# Filet Mignon & Sherry (Punta de Solomillo)



## Margi Cintrano (Feb 7, 2012)

Tapa: 
Filet Mignon & Sherry 
Punta de Solomillo

For 2 :

2 filet mignon cut steaks 
3 large cloves garlic 
extra virgin olive oil 
1/2 glass of Sherry ( Fino - white wine )

1) have the butcher cut the steak in thick strips 
2) marinate in: salt, black, rose and green peppercorns, 1 garlic clove and Sherry for 2 hours
3) peel the garlic cloves and saute in olive oil in slivers
4) sear steak to your likeness and while you turn over the filet mignon, flambée in sherry and reduce liquid
5) note: if you prefer your filet mignon very rare as I do, take steak out and put on plate and cover to keep warm
6) reduce the liquid in the saucepan and finally; drizzle over steak on plate
7) serve with crusty bread and a velvety crianza red wine full bodied of choice 

Margi Cintrano.


----------



## CraigC (Feb 7, 2012)

Sorry, but I would never ruin that cut of meat by marinading it for 2 hours.


----------



## buckytom (Feb 7, 2012)

craig, have you ever bought a whole beef tenderloin? there's a good amount of pieces that aren't big enough to make into steaks after trimming, so i think this recipe is spot on for those pieces.

thanks, margi. copied and saved. garluc and sherry, with maybe some bay leaves is a classic combo.


----------



## CraigC (Feb 7, 2012)

buckytom said:


> craig, have you ever bought a whole beef tenderloin? there's a good amount of pieces that aren't big enough to make into steaks after trimming, so i think this recipe is spot on for those pieces.
> 
> thanks, margi. copied and saved. garluc and sherry, with maybe some bay leaves is a classic combo.


 
Yes we have and I would not marinate the trimmings that long.

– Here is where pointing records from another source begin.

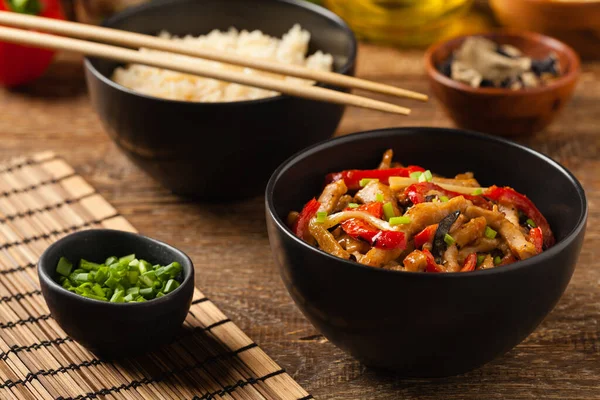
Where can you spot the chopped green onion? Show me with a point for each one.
(415, 175)
(64, 267)
(428, 176)
(321, 216)
(490, 233)
(449, 239)
(388, 211)
(400, 220)
(480, 259)
(365, 181)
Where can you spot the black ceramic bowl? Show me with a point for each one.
(115, 329)
(424, 324)
(198, 148)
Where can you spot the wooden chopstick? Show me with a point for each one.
(137, 40)
(43, 40)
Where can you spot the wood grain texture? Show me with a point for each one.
(229, 245)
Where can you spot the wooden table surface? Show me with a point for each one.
(229, 244)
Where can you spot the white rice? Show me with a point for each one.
(292, 48)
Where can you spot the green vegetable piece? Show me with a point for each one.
(117, 297)
(111, 260)
(365, 181)
(171, 285)
(64, 267)
(88, 265)
(416, 175)
(388, 211)
(321, 216)
(133, 277)
(127, 259)
(480, 258)
(400, 221)
(490, 233)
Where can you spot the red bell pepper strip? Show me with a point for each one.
(22, 64)
(386, 240)
(417, 192)
(425, 236)
(374, 208)
(308, 212)
(470, 263)
(353, 177)
(432, 266)
(511, 196)
(536, 237)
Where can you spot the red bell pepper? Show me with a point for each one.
(386, 240)
(353, 177)
(470, 263)
(432, 266)
(417, 192)
(374, 208)
(511, 196)
(536, 237)
(308, 212)
(21, 64)
(425, 236)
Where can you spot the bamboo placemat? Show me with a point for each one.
(43, 199)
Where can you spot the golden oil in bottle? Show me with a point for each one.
(401, 22)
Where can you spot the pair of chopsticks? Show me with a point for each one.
(68, 30)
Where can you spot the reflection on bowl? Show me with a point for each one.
(199, 149)
(423, 324)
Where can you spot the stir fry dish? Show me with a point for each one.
(406, 218)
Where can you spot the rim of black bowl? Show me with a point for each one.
(322, 11)
(558, 247)
(51, 282)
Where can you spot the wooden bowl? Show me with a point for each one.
(501, 111)
(574, 22)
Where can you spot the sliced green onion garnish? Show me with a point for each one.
(416, 175)
(321, 216)
(388, 211)
(480, 259)
(365, 181)
(399, 220)
(490, 233)
(64, 267)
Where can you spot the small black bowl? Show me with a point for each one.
(196, 149)
(109, 329)
(422, 324)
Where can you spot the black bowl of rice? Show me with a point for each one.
(197, 136)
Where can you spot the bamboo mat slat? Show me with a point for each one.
(43, 199)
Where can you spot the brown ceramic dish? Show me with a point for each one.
(503, 111)
(574, 22)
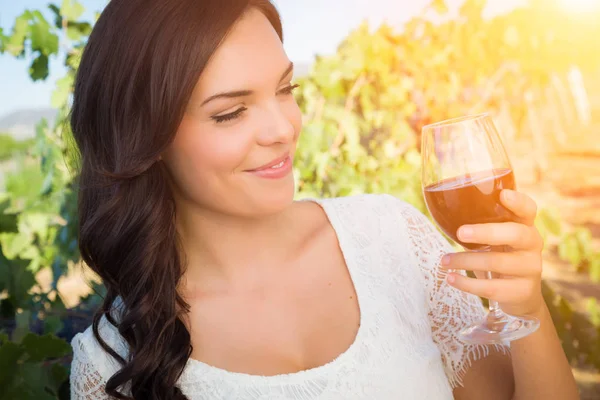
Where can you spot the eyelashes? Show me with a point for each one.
(235, 114)
(230, 116)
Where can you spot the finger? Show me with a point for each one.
(520, 204)
(506, 264)
(500, 290)
(517, 236)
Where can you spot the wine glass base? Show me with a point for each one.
(501, 329)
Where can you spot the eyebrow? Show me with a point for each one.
(243, 93)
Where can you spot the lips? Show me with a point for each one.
(273, 163)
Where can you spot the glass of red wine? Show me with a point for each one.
(465, 167)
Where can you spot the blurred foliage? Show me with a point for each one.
(364, 108)
(10, 147)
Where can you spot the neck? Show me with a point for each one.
(233, 249)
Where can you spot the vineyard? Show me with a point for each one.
(363, 107)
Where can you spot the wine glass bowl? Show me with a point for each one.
(464, 169)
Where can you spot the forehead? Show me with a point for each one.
(252, 54)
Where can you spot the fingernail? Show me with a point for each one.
(466, 232)
(446, 260)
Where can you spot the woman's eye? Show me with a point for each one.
(289, 89)
(230, 116)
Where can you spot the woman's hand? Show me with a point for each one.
(515, 259)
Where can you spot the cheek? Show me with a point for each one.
(205, 155)
(294, 115)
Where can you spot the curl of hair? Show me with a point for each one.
(136, 76)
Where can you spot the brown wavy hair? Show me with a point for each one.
(136, 76)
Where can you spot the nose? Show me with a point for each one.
(277, 127)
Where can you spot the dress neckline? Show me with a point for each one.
(348, 253)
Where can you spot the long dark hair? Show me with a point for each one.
(136, 76)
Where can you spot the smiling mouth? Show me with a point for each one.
(275, 164)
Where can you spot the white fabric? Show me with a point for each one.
(406, 347)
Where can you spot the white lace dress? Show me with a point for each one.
(406, 346)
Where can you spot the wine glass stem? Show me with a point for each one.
(494, 308)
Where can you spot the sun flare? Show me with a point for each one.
(580, 5)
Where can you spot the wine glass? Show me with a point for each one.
(465, 167)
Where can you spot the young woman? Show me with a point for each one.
(220, 286)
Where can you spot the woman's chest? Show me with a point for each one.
(294, 322)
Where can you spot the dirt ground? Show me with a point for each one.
(570, 183)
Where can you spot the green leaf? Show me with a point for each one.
(14, 243)
(39, 68)
(52, 324)
(64, 87)
(23, 320)
(595, 268)
(15, 44)
(42, 38)
(57, 375)
(40, 348)
(10, 353)
(71, 9)
(57, 17)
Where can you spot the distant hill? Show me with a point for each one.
(21, 124)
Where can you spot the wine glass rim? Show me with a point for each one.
(457, 120)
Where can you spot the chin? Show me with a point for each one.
(276, 199)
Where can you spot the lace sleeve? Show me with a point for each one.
(86, 381)
(450, 310)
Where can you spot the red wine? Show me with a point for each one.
(470, 199)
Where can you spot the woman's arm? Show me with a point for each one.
(538, 367)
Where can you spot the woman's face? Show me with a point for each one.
(233, 151)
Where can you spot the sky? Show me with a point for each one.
(311, 27)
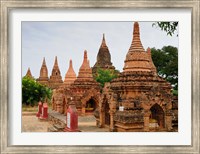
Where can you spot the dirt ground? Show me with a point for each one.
(30, 123)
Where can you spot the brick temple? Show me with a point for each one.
(137, 100)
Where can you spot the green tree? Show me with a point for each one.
(169, 27)
(166, 62)
(105, 75)
(33, 92)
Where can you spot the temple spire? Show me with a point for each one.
(28, 74)
(43, 78)
(85, 71)
(136, 59)
(103, 44)
(136, 44)
(70, 75)
(55, 79)
(56, 61)
(44, 62)
(153, 68)
(85, 63)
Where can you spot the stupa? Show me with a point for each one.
(84, 92)
(55, 79)
(43, 78)
(28, 73)
(138, 99)
(70, 76)
(103, 58)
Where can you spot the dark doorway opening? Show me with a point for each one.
(107, 113)
(90, 105)
(157, 114)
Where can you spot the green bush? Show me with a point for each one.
(33, 92)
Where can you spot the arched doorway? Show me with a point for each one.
(107, 113)
(157, 114)
(90, 106)
(64, 106)
(53, 104)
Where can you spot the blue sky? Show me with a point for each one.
(68, 40)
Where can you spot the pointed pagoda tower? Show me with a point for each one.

Most often they go to a beef stir fry and only marinate for a short time.


----------



## buckytom (Feb 7, 2012)

you really need to try sherry and garlic (and bay) marinated beef, then. it's something special.

it even works as a stir fry. one of my favourite stir frys is steak kew, made with sherry matinated cubes of tenderloin, stir fried with with baby bok choy, small shiitakes, and shallots in a red wine, butter, ginger, and garlic gravy.


----------



## 4meandthem (Feb 7, 2012)

Hey Margi!
I am diggin' your recipes so far. Thanks for posting and keep them coming!


----------



## Margi Cintrano (Feb 8, 2012)

*Tasting Tapas in Sevilla: Filet Mignon in Sherry*

For Craig and Princess Fiona,

Good Afternoon. Tasting tapas in Sevilla and its interpretation of cuisine as an esentially " social phenomenon " is what has made Sevilla one of the supreme exponents of the Tapa. Eating tapas is an integral part of everyday life here in the Iberian Peninsula. It is an art form with rules and ingredients all its very own since time memorial. Tapas recipes are redolent of the numerous cultures that have left their gastronomic footprints on not only Sevilla, however, all the major cities and towns and villages of this country. The result is Mediterranean cuisine and a touch of the flamenco in Sevilla and her province, Sevilla in southwestern Spain. 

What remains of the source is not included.